Rathbone Income Fund Manager Carl Stick argues that relentlessly busy bees aren’t always as productive as they seem. Might the answer be to do fewer things better?
Can less be more?
There are still three long weeks to go until the UK heads to the polls on 4 July. One of the more wearying aspects of electioneering is the daily deluge of headline-grabbing policy initiatives intended to sway swing voters. An awful lot of spaghetti is being flung at the wall in the hope some sticks.
Call me cynical, but much of this pre-election noise feels like what American author and academic Cal Newport identifies as “pseudo-productivity” - busyness for busyness’ sake. If you’re frenetically doing something (almost anything), you’re not slacking and that’s useful, right?
Busy doing nothing…
Newport argues that visible activity is a very crude proxy for meaningful accomplishment. He’s a computer science professor so he’s particularly focused on what he calls the “hyperactive hive mind” of the tech world and other ‘knowledge’ industries that depend heavily on their workforces’ brain power to generate revenues.
He believes we’re pretty hopeless at defining what productivity means when it comes to tech workers toiling away at their laptops. If you manufacture widgets, you can measure productivity by counting how many get made in each shift. It’s much harder to gauge the output of a gazillion tech worker bees endlessly buzzing away at their email inboxes and chat channels.
In his blog, Newport notes that Manchester United’s new part-owner Sir Jim Ratcliffe recently decided to end the club’s flexible work-from-home on Fridays policy. Why? Because he’d found that when he’d allowed staff at one of his other companies to work at home on Fridays, their email traffic dropped by 20% that day.
Newport argues that email number-crunching simply isn’t an effective way to measure useful effort. Indeed, in his latest book Slow Productivity: The Lost Art of Accomplishment Without Burnout, he claims that email traffic is just the kind of pseudo-productivity that looks like we’re getting a lot done but in fact diverts and distracts us from actual accomplishments.
He suggests a three-step solution that might lead to less worker overload on the one hand and getting more and better work done collectively on the other: do fewer things; work at a natural pace; and obsess over quality.
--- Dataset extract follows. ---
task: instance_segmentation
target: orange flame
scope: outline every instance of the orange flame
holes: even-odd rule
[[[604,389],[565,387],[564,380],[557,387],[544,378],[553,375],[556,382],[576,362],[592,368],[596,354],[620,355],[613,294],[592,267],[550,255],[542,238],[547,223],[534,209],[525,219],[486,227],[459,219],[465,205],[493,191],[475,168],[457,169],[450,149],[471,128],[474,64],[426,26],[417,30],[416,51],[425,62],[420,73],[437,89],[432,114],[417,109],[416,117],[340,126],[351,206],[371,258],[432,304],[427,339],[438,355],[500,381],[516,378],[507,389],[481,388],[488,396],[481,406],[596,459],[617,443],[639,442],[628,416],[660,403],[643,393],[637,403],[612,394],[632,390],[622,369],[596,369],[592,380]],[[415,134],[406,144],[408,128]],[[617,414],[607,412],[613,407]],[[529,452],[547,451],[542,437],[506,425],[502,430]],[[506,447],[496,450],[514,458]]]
Of course, Newport’s slow productivity philosophy is targeted most at specific people and environments, notably knowledge workers in hybrid offices. But the principles he advocates do have relevance for broader business and investment themes.
Why bigger isn’t necessarily better
As we explain in our latest webinar, there are powerful arguments to suggest that for many businesses less really can mean more. The era of 1980s-style mega-conglomerates is way behind us, but too often companies still argue the case for diversification away from their core expertise. It’s easy to assume that doing less as a company implies slacking. But those businesses that try to juggle multiple conflicting goals and priorities can risk losing their focus and, over time, that may drain their competitive edge.
In the end, what really matters is tangible results and longevity. Sometimes, the best course of action might actually be to get smaller…
Consumer goods giant Unilever is doing just that. It’s announced plans to jettison its ice cream division to focus on 30 of its so-called ‘Power Brands’ (household names like Hellman’s, Dove and Cif) that account for about 75% of group turnover. Unilever isn’t just seeking a leaner organisational footprint, it’s also determined to deliver its mega-brands better.
Indeed, Unilever’s new CEO Hein Schumacher sounded straight out of the Slow Productivity playbook when he recently committed to doing “fewer things, better, and with greater impact”. Schumacher thinks these goals are best served by steering well clear of a “constant churn of new news that doesn’t really shift the dial.” Unilever’s new Growth Action Plan is in its infancy and the consumer space is highly competitive, but we’re enthusiastic about the changes afoot.
In the pharmaceutical industry, businesses like GSK and Novartis have also decided to get smaller and to sharpen their focus on fewer key areas. Both have seen step-changes in their profitability as a result.
In the utilities sector, SSE and National Grid are at a different stage of the ‘less is more’ journey. The former sold its retail energy supply business several years ago when it decided to concentrate on building out vital next-generation grid infrastructure. That’s enabled it to develop into a business whose core focus is electricity infrastructure and is investing a whopping £10 million a day as it does so. National Grid is currently raising funds to facilitate its updated £60bn five-year investment plan in transmission grid assets both here in the UK and over the pond in the US, while simultaneously planning to divest itself of non-core assets.
In their different ways, all these businesses show that the more you care about the quality of the things you can do best, the more pseudo-productivity doesn’t seem worth it. Maybe all our noisy politicians could learn something here?